Anders, maar een teken van dezelfde obsessie met de werkelijkheid naar een gewenst beeld te buigen, is het berichtje dat ‘het bewijs voor de inzet door IS van chemische wapens zich opstapelt’. Een eufemistische omschrijving, want dat IS met chemische wapens knoeit wordt door onafhankelijke analisten al een paar jaar als waarschijnlijk beschouwd. De eerste goed gedocumenteerde verhalen daarover zijn inmiddels meer dan twee jaar oud. Tevens worden deze berichten frank en vrij door IS-leden bevestigd op hun webpagina’s.

Dat de Duitse inlichtingendiensten dezelfde constatering hebben gedaan, wordt nu als sterkste bewijs gegeven. Terwijl er voldoende foto’s in omloop zijn, die elke twijfel uitsluiten dat deze wapens in Syrië worden gebruikt.

Ook hier speelt de ideologische starheid van de Amerikaanse beleidsmakers een rol. De USA proberen in deze burgeroorlog te bereiken dat president Assad het veld moet ruimen, en hebben jarenlang gezocht naar een goed argument om te kunnen interveniëren. De inzet van chemische wapens twee jaar geleden werd nog toegeschreven aan het regime-Assad. Maar niet alleen is dit nooit hard gemaakt, tezelfdertijd vrijkomende informatie dat IS en andere rebellengroepen er gebruik van maakten is stelselmatig onderdrukt. Dit zou immers eerder een argument kunnen zijn dat sympathie voor het regime-Assad zou kunnen ontwikkelen, iets wat men in Washington wilde vermijden. Tegen een hoge prijs, zo wordt steeds duidelijker.

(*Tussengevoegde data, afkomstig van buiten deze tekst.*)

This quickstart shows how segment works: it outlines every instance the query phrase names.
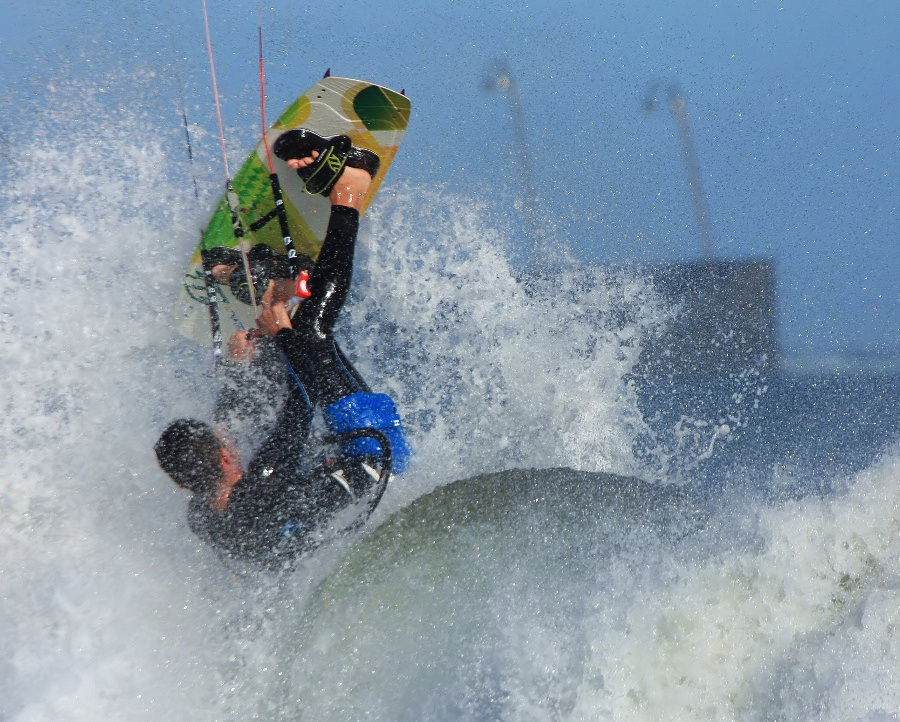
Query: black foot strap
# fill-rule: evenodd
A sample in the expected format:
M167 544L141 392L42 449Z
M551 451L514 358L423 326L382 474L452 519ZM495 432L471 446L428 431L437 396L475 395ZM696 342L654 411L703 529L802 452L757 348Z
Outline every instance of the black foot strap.
M355 148L348 136L323 138L306 128L282 133L272 150L284 161L307 158L313 151L318 151L319 156L314 163L297 171L303 179L303 189L310 195L327 196L344 172L344 166L361 168L374 177L380 165L375 153L365 148Z

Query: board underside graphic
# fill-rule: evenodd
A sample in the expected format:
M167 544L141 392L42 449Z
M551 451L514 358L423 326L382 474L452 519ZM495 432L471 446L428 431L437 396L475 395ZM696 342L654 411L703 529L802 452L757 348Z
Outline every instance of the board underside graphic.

Hieraan gekoppeld is de suggestie die bij voortduring wordt gewekt, dat het gebruik van strijdgassen een hoogwaardige technische kennis vereist. Dit is eenvoudig niet waar. In feite ligt de chemische kennis die er voor benodigd is ongeveer op het niveau van een universitaire eerstejaars scheikunde – iets waarover ik uit eigen ervaring kan oordelen. Het is bovendien geen kennis die speciaal of moeilijk te vinden is. Mogelijk kan dat wel gelden voor chemische strijdgassen die uit de research van westerse mogendheden voortkomen, maar mosterdgas is vooral bekend van de Eerste Wereldoorlog – en de risico’s van productie en hanteren zijn uitgebreid op het web beschikbaar.

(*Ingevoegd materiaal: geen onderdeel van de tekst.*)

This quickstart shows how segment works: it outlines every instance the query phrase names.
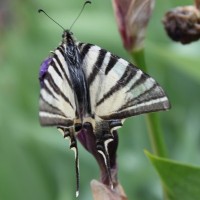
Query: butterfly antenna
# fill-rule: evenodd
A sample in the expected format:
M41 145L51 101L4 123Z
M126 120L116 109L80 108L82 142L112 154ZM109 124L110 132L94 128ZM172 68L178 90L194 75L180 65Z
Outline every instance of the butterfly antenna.
M85 1L85 3L83 4L83 7L81 9L81 11L79 12L78 16L76 17L76 19L74 20L74 22L72 23L72 25L70 26L69 28L69 31L72 29L73 25L76 23L76 21L78 20L78 18L80 17L81 13L83 12L86 4L91 4L92 2L91 1Z
M63 26L61 26L57 21L55 21L52 17L50 17L44 10L39 9L38 12L39 12L39 13L44 13L49 19L51 19L53 22L55 22L55 23L56 23L58 26L60 26L63 30L65 30L65 29L63 28Z

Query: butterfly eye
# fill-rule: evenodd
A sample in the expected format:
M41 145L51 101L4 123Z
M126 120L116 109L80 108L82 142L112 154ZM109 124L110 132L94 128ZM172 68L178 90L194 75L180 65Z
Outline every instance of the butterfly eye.
M75 124L74 128L75 128L75 132L79 132L82 129L82 124Z
M41 86L43 85L43 79L49 68L51 61L52 61L52 58L47 58L42 62L41 66L40 66L39 80L40 80Z

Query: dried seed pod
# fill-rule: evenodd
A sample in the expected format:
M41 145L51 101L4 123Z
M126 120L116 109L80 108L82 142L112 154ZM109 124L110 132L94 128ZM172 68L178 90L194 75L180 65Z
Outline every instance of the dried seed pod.
M163 24L174 41L188 44L200 38L200 12L195 6L177 7L167 12Z

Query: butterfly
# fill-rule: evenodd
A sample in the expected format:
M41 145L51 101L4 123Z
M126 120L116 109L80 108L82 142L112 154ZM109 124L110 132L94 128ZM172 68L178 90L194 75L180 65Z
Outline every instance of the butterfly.
M165 92L152 77L97 45L77 41L69 30L64 30L61 44L41 64L39 80L40 123L57 127L75 152L76 196L76 137L83 128L93 130L96 149L111 179L108 145L113 130L128 117L170 108Z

De Volkskrant meldt eveneens dat Amerikaanse analisten van mening zijn dat het regime-Assad hoogstwaarschijnlijk geen gebruik maakt van deze wapens. Maar het beeld dat zij dat doen wordt al jaren gepropageerd, en het lijkt te zijn vastgeroest in de hoofden van mensen die dit conflict met enige regelmaat volgen (zie rechts, van vandaag).Han ten Broeke blijft er aan vasthouden Opnieuw kun je hier meer van zeggen. Bijvoorbeeld dat het als wapen ongeschikt is voor een oorlog als Assad thans moet uitvechten. Strijdgassen zijn militair niet erg effectief, maar bij uitstek geschikt als terreurwapen, en om kleine eenheden uit te roken uit een makkelijk verdedigbare positie. Voor dit laatste is controle over de complete omgeving belangrijk, en in die positie bevindt het Syrische leger zich niet.

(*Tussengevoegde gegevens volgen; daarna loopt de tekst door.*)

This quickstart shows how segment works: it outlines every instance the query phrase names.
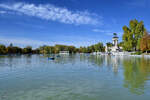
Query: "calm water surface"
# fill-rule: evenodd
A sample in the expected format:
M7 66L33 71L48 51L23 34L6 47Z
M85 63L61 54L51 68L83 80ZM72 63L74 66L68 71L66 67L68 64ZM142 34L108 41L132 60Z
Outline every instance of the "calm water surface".
M3 56L0 100L150 100L150 58Z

De tegenstanders van het Syrische regime zijn echter niet van het soort dat zich door strijdgassen laat terroriseren. Maar zijzelf passen dergelijke methoden graag toe. Het versterkt hun reputatie van onverschrokken moordenaars, aan wie men beter kan toegeven dan zich ertegen verzetten. De gevarieerde martel- en executiepraktijken van IS, die vervolgens breed worden geëtaleerd op internet, demonstreren dat dit een vastgelegde strategie is van de groep.

Propaganda-oorlogen kennen vele slachtoffers, met de waarheid voorop. Dat al deze zaken echter zo lang verborgen worden gehouden met als belangrijkste doel de uitschakeling van een dictator die onmiskenbaar gevaarlijk is, maar bij lange na niet zo als wat hem vermoedelijk op zal volgen, is een gevolg van een onverklaarde oorlog, die zoveel mogelijk mogelijk in het geniep moest worden gevoerd. Dat de verwijdering van Assad hetzelfde type problemen zou opleveren als de val van Ghadaffi, levert de USA weinig of geen moeilijkheden, maar Europa des te meer. Het is een reden te meer beter te gaan beseffen welke gevolgen de Amerikaanse wereldpolitiek voor Europa heeft, in plaats van er lijdzaam achteraan te hobbelen. De vraag wat voor ons de gevolgen zijn van die politiek wordt veel te weinig gesteld.